THE BASIL AND JOSEPHINE STORIES

By

Pub Date: Sept. 1st, 1973
ISBN: 0684826186
Publisher: Scribners

Even if the Jazz Age is long gone, Zelda and Scott are insistently recurrent memories of it, and the best and the brightest live on in that never-never Fitzgerald land of midwestern boys in the great pre-War I era for whom Yale or Princeton (but never Harvard) was the center of a universe populated with breathless women who held the infinite promise of April evenings in their lovely but oh-so-frivolous hands. Saturday matinees, town houses, college weekends, tea dances at the Plaza -- a lovely dream that Fitzgerald recreated for $3500 a shot for The Saturday Evening Post as he wrote the novel (Tender is The Night) which chronicled the change to nightmare; meanwhile still in love with his younger selves he wrote about?
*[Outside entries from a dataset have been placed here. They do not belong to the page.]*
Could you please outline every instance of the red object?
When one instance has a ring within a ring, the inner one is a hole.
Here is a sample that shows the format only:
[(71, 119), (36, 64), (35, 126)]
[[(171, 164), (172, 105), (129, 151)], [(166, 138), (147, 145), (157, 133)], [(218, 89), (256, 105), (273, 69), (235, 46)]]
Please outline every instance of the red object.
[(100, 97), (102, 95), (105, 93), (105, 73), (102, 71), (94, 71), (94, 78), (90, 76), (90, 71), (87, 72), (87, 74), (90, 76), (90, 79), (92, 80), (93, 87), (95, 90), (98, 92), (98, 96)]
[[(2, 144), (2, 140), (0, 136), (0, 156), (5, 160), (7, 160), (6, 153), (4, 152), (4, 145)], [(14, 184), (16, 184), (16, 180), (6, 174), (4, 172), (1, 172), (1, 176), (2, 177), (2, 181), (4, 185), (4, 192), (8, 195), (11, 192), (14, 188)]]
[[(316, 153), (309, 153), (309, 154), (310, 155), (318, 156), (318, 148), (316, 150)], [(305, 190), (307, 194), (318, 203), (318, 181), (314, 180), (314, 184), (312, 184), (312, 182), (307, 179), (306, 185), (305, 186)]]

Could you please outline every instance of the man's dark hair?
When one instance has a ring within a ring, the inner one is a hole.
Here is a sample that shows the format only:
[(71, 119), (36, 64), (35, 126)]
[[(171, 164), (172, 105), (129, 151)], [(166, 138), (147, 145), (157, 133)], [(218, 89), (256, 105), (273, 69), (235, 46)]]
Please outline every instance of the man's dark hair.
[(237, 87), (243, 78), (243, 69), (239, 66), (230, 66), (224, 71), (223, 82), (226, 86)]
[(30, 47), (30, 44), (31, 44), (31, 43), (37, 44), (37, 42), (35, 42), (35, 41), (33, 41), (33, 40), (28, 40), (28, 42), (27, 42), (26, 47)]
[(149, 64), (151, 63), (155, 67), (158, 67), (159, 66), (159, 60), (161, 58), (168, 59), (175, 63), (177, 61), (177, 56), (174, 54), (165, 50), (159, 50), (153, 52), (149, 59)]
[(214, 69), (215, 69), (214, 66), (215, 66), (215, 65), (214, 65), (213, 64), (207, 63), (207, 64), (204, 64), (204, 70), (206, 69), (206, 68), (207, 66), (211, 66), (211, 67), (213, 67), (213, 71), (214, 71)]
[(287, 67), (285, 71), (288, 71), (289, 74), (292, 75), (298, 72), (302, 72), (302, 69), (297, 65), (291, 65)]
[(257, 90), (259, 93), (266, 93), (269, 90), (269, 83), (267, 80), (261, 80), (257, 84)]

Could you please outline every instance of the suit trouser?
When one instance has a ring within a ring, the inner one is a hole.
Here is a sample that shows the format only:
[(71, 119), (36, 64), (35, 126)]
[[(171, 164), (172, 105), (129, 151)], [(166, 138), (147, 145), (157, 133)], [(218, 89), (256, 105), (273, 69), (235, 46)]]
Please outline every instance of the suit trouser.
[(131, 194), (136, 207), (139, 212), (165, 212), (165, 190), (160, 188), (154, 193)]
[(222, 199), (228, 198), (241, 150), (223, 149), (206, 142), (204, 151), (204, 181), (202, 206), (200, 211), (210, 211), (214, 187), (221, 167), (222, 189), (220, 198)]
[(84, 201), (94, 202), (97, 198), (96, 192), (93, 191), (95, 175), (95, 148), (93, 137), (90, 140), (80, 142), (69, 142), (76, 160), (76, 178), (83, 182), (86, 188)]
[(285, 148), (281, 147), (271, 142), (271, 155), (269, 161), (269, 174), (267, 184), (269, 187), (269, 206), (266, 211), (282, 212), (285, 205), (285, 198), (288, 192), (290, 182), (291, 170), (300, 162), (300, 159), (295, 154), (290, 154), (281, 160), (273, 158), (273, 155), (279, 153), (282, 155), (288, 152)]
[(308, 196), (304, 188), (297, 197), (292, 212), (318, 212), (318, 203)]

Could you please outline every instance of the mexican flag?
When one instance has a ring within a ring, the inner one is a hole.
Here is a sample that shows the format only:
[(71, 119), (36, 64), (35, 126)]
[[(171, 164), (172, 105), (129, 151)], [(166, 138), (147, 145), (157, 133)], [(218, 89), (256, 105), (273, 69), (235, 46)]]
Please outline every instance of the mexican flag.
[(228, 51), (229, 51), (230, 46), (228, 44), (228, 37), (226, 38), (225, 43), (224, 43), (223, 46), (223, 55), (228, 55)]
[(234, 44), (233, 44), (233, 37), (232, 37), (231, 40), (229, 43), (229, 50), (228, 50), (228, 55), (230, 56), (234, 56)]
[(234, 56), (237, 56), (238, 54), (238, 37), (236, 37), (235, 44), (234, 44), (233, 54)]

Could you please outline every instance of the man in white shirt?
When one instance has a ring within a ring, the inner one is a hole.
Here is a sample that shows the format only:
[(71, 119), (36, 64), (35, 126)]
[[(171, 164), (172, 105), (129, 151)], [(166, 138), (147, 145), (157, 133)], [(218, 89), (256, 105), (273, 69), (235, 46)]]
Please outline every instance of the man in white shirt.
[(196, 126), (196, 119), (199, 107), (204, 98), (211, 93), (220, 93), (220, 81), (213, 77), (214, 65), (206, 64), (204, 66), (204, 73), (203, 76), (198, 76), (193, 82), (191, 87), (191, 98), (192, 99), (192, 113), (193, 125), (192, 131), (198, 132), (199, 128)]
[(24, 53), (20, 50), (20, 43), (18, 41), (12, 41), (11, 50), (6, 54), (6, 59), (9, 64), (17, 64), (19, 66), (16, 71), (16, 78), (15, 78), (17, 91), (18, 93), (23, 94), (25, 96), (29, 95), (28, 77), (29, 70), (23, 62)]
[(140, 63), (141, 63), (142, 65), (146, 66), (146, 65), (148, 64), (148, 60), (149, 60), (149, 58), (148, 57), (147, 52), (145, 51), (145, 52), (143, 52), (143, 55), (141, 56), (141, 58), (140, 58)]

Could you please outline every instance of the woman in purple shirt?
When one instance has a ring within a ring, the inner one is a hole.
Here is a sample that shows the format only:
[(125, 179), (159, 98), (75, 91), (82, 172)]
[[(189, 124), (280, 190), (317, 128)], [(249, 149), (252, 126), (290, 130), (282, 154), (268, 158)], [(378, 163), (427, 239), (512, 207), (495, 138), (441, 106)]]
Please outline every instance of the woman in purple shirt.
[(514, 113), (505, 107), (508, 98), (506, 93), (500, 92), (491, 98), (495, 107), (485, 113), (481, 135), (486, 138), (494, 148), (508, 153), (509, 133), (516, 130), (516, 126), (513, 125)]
Basil -- who had trouble kissing Minnie Bibble on the veranda of the country club because what actuality could equal the possibility? -- and Josephine, all through at eighteen from discovering that men are only men, not the stuff dreams are made of. Yes, F. Scott was snobbish, childish, and hopelessly naive, and in the minor stories, like these, this comes through dearer than ever; but his hopes and failures were those of an America whose myth had not yet soured -- may he, and it, and us, requiescant in pace.